Por la tarde he ido a contemplar los verdes arrozales, las aves y la puesta de sol en La Albufera, que antes fue un mar prehistórico.

Allí una mujer de raza, Rosa, la barquera, consiguió tras muchos años y una dura lucha personal, sin ningún tipo de apoyo de ningún frente feminoide, convertirse en la primera mujer barquera del lugar. Allí está tan contenta, con su marido y, aunque casi todos sus hijos trabajan lejos de casa, todavía disfrutan del pequeño Cristian, que ya apunta maneras, pues lo sabe todo de esas tierras y del manejo de una barcaza o albuferenc, que es así como las llaman por aquí.

Blasco Ibáñez se basó en la vida del abuelo de Rosa, Tono, para escribir en 1902 su obra, Cañas y Barro, que nos sitúa en una época muy dura, donde nos describe la terrible existencia de cazadores y arroceros privados de las más elementales exigencias para subsistir.

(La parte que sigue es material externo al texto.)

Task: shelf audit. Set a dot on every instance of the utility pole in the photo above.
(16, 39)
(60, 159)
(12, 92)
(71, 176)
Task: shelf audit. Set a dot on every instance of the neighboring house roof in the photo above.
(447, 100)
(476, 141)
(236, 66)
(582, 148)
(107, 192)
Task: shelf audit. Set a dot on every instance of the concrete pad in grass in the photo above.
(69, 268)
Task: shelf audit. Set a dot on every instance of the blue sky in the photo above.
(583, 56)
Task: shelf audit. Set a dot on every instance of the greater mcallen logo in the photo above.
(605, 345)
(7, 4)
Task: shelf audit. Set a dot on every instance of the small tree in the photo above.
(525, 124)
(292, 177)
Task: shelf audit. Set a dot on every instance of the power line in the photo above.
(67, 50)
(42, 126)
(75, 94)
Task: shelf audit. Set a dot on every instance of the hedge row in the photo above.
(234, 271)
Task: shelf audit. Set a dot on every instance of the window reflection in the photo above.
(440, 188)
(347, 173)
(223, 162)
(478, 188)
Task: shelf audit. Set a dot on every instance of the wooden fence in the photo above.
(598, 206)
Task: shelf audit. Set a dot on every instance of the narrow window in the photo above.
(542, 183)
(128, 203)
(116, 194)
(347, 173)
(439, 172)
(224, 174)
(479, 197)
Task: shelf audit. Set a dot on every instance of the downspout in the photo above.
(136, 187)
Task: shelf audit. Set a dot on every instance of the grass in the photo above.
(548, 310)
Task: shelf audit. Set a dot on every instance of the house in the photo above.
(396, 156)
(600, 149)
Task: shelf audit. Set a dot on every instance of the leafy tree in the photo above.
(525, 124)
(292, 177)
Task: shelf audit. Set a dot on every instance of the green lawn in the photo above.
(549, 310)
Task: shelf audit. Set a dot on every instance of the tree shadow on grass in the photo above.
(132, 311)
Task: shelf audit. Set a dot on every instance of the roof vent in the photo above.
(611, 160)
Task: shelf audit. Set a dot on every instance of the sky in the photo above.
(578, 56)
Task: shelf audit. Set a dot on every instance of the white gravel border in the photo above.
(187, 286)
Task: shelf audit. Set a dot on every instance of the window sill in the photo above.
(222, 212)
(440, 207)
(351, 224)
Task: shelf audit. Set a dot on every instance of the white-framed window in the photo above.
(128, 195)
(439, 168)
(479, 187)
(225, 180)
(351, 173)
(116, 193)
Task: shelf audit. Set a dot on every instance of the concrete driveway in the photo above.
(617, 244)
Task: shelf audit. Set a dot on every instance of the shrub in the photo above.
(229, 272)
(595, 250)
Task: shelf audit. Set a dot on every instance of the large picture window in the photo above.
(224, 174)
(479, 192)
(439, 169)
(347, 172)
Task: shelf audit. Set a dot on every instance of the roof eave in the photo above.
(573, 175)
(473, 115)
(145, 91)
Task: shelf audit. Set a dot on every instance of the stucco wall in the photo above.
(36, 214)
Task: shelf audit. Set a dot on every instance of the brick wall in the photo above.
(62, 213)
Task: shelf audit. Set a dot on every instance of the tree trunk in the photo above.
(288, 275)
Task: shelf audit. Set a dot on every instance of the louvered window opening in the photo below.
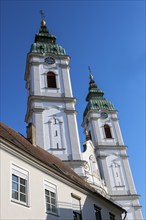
(51, 80)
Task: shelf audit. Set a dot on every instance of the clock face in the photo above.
(50, 60)
(104, 115)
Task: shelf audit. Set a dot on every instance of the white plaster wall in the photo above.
(36, 205)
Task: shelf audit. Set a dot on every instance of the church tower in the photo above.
(51, 114)
(101, 124)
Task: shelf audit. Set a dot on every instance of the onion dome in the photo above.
(95, 99)
(45, 42)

Cuando se grabó la serie, él fue quien enseñó el arte de empujar las barcas con las pértigas a los actores y les prestó el lugar y su barcaza, que allí se conserva todavía.

Al intentarle pagar su colaboración en dicha obra, el director le preguntó que, cuánto quería cobrar, y él pidió algo inaudito. No quiero dinero, dijo, sólo montar en un globo, para ser el primero en ver mi albufera desde el cielo.

Y así acaban las historias que se recuerdan, para respirar un poco de eternidad, sin dejar de ser humanos, cuando no perdemos de vista nuestros sueños.

Así termina también el poema de Trapiello: “Quizá no vuelva nunca a volar su cometa /. Es lo que pienso/. Para él han pasado/ los años más felices de su vida/ sin que lo sepa aún, / y yo alcanzo a saber lo que hace un rato/ creí que no sabía, / que sólo de dolor puede nacer, / de lo que tiene ya de olvido y de pasado, / tan perdurable escena, mientras viva/ cualquiera de nosotros”.